A Fast and Accurate Approximation to the Distributions of Quadratic Forms of Gaussian Variables
提出一种快速数值计算高斯变量二次型矩的方法,并建立基于矩匹配的通用分布近似框架,其中新提出的矩比法在精度和速度上优于现有方法,尤其适用于大数据分析中极小p值的快速精确计算。
In computational and applied statistics, it is of great interest to get fast and accurate calculation for the distributions of the quadratic forms of Gaussian random variables. This article presents a novel approximation strategy that contains two developments. First, we propose a fast numerical procedure in computing the moments of the quadratic forms. Second, we establish a general moment-matching framework for distribution approximation, which covers existing approximation methods for the distributions of the quadratic forms of Gaussian variables.

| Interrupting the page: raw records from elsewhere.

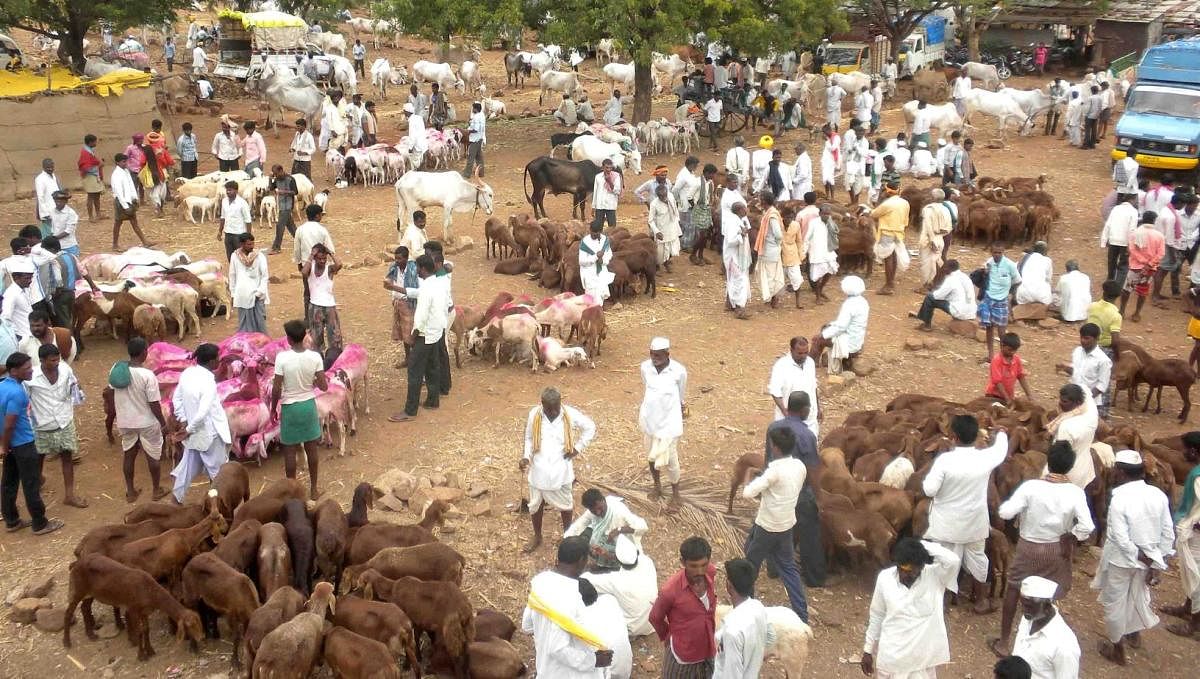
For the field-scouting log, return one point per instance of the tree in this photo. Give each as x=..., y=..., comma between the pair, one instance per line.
x=70, y=20
x=898, y=18
x=751, y=26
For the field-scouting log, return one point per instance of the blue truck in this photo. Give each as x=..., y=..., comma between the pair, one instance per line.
x=1161, y=125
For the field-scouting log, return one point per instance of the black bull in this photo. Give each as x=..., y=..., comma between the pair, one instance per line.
x=557, y=176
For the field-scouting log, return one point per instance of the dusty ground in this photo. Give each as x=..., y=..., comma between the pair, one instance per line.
x=477, y=432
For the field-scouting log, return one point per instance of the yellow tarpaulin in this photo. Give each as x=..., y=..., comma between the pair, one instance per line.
x=15, y=84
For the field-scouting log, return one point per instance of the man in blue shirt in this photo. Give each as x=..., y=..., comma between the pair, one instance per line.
x=808, y=518
x=22, y=464
x=1002, y=276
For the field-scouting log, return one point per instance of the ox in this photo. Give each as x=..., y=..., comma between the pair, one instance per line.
x=447, y=190
x=559, y=176
x=589, y=148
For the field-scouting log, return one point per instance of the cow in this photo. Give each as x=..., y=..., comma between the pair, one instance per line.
x=559, y=176
x=589, y=148
x=982, y=73
x=447, y=190
x=441, y=73
x=565, y=82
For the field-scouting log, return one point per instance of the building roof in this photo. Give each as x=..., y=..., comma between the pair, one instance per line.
x=1071, y=12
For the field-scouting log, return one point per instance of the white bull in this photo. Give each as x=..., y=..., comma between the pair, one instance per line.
x=589, y=148
x=441, y=73
x=943, y=116
x=564, y=82
x=982, y=73
x=445, y=190
x=1000, y=107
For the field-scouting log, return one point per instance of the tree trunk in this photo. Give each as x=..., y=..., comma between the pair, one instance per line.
x=642, y=90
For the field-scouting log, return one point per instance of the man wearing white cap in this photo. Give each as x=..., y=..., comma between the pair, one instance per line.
x=635, y=584
x=661, y=414
x=555, y=434
x=16, y=306
x=1053, y=515
x=1043, y=638
x=1139, y=538
x=923, y=164
x=606, y=517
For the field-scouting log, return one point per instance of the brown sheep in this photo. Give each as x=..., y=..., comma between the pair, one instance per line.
x=283, y=605
x=372, y=538
x=382, y=622
x=331, y=532
x=232, y=486
x=223, y=592
x=239, y=547
x=293, y=649
x=274, y=558
x=432, y=562
x=437, y=608
x=354, y=655
x=96, y=577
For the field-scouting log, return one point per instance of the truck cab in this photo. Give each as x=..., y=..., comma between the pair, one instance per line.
x=1161, y=124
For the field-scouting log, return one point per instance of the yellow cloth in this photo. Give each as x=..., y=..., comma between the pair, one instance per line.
x=21, y=83
x=567, y=624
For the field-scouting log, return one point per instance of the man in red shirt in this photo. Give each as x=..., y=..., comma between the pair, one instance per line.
x=684, y=614
x=1006, y=371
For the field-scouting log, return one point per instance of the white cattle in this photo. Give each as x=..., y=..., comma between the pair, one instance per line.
x=564, y=82
x=942, y=116
x=471, y=76
x=982, y=73
x=330, y=41
x=441, y=73
x=1000, y=107
x=447, y=190
x=589, y=148
x=853, y=82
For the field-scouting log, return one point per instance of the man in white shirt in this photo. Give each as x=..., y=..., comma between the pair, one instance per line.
x=744, y=634
x=235, y=218
x=737, y=161
x=198, y=408
x=125, y=202
x=1074, y=293
x=1053, y=516
x=661, y=414
x=555, y=601
x=430, y=322
x=713, y=113
x=606, y=517
x=955, y=295
x=906, y=631
x=795, y=371
x=1090, y=367
x=45, y=185
x=555, y=436
x=959, y=92
x=1044, y=640
x=958, y=512
x=780, y=485
x=1139, y=538
x=1115, y=235
x=635, y=586
x=303, y=148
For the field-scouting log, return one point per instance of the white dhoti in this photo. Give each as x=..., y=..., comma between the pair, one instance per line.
x=889, y=244
x=667, y=248
x=195, y=461
x=558, y=498
x=664, y=452
x=973, y=559
x=1125, y=596
x=771, y=277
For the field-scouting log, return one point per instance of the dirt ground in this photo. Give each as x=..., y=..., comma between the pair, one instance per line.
x=477, y=433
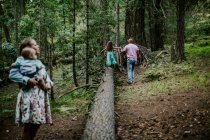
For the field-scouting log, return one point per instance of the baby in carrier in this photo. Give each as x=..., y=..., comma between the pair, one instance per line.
x=31, y=67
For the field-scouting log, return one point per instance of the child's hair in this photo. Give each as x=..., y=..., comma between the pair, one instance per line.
x=27, y=42
x=29, y=53
x=130, y=40
x=109, y=46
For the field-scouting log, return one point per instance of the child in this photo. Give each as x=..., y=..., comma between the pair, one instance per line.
x=29, y=66
x=110, y=58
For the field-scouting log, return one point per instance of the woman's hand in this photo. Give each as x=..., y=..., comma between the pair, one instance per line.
x=32, y=82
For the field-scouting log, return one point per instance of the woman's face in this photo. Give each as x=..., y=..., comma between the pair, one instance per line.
x=35, y=46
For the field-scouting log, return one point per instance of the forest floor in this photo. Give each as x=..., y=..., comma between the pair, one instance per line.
x=167, y=101
x=176, y=106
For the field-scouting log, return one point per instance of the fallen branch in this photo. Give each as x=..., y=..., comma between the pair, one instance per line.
x=76, y=88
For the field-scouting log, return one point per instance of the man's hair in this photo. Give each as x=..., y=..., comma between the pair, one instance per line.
x=29, y=53
x=130, y=40
x=109, y=46
x=27, y=42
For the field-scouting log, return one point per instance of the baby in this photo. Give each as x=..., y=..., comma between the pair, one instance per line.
x=31, y=67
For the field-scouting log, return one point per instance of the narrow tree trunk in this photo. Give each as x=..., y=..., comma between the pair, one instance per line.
x=151, y=25
x=139, y=28
x=51, y=67
x=5, y=28
x=158, y=27
x=16, y=27
x=128, y=21
x=104, y=24
x=179, y=48
x=118, y=23
x=1, y=54
x=74, y=45
x=101, y=123
x=87, y=42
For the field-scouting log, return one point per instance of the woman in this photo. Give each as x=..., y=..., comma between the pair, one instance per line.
x=33, y=108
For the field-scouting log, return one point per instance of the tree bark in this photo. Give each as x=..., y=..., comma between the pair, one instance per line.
x=5, y=27
x=101, y=122
x=179, y=48
x=74, y=45
x=87, y=42
x=128, y=20
x=151, y=25
x=158, y=26
x=139, y=28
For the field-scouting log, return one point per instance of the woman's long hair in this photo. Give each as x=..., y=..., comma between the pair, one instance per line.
x=109, y=46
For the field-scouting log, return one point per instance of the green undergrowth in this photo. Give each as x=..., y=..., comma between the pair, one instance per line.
x=8, y=95
x=76, y=102
x=166, y=77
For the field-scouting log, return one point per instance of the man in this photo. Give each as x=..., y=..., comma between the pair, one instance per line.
x=132, y=54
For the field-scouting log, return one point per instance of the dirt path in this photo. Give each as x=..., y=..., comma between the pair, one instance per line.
x=181, y=115
x=63, y=128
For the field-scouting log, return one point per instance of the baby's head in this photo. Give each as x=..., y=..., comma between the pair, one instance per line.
x=29, y=53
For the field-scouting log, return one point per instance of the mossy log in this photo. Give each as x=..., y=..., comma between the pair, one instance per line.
x=100, y=122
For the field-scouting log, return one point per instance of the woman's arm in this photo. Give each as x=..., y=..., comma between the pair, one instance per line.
x=17, y=77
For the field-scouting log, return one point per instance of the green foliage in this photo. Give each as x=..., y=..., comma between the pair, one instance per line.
x=199, y=51
x=152, y=75
x=9, y=50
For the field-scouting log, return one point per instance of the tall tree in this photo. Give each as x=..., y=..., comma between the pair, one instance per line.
x=179, y=48
x=5, y=27
x=129, y=20
x=135, y=21
x=158, y=26
x=87, y=42
x=117, y=22
x=74, y=45
x=139, y=22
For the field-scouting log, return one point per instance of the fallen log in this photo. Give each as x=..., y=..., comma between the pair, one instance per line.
x=100, y=122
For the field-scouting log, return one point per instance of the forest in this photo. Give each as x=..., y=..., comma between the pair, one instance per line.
x=170, y=95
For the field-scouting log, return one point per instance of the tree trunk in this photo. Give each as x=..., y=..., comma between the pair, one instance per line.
x=5, y=28
x=1, y=54
x=117, y=23
x=51, y=67
x=128, y=20
x=139, y=27
x=16, y=27
x=179, y=48
x=101, y=122
x=151, y=25
x=74, y=45
x=158, y=26
x=87, y=42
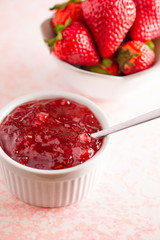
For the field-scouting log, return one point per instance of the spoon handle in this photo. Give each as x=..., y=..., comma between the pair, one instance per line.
x=127, y=124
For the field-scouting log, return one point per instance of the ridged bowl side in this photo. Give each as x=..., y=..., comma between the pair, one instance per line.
x=49, y=193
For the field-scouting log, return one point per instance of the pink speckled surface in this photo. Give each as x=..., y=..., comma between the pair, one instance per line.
x=126, y=203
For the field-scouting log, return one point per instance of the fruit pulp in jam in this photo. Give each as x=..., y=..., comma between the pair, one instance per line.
x=50, y=134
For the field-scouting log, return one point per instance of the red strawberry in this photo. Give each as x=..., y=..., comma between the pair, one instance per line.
x=135, y=56
x=71, y=9
x=74, y=45
x=147, y=23
x=109, y=21
x=107, y=67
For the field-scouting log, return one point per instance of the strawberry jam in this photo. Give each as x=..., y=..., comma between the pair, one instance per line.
x=50, y=134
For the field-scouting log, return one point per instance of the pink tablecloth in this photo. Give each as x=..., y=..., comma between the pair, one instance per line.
x=125, y=205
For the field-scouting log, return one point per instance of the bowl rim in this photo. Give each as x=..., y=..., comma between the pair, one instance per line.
x=100, y=115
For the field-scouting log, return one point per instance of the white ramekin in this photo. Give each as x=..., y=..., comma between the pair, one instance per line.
x=99, y=86
x=52, y=188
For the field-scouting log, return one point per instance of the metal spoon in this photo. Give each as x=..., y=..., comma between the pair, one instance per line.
x=127, y=124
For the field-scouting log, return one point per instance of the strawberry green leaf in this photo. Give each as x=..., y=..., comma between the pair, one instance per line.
x=59, y=36
x=63, y=5
x=57, y=6
x=59, y=27
x=51, y=42
x=151, y=45
x=124, y=56
x=106, y=62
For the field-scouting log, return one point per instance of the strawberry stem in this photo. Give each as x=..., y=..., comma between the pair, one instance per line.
x=97, y=69
x=106, y=62
x=151, y=45
x=124, y=56
x=63, y=5
x=58, y=29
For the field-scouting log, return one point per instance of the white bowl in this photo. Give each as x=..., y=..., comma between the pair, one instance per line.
x=99, y=86
x=52, y=188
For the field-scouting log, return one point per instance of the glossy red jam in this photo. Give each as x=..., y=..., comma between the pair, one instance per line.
x=50, y=134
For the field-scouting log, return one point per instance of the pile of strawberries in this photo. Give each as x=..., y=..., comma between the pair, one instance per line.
x=106, y=36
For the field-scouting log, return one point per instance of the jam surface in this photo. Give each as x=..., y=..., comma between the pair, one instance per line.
x=50, y=134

Under this framework, a novel moment-ratio method (MR) is proposed to match the ratio of skewness and kurtosis based on the gamma distribution. Our extensive simulations show that (i) MR is almost as accurate as the exact distribution calculation and is much faster; (ii) comparing with existing approximation methods, MR significantly improves the accuracy of approximating far right tail probabilities. The proposed method has wide applications. For example, it is a better choice than existing methods for facilitating hypothesis testing in big data analysis, where fast and accurate calculation of very small p-values are desired. An R package Qapprox that implements related methods is available on CRAN.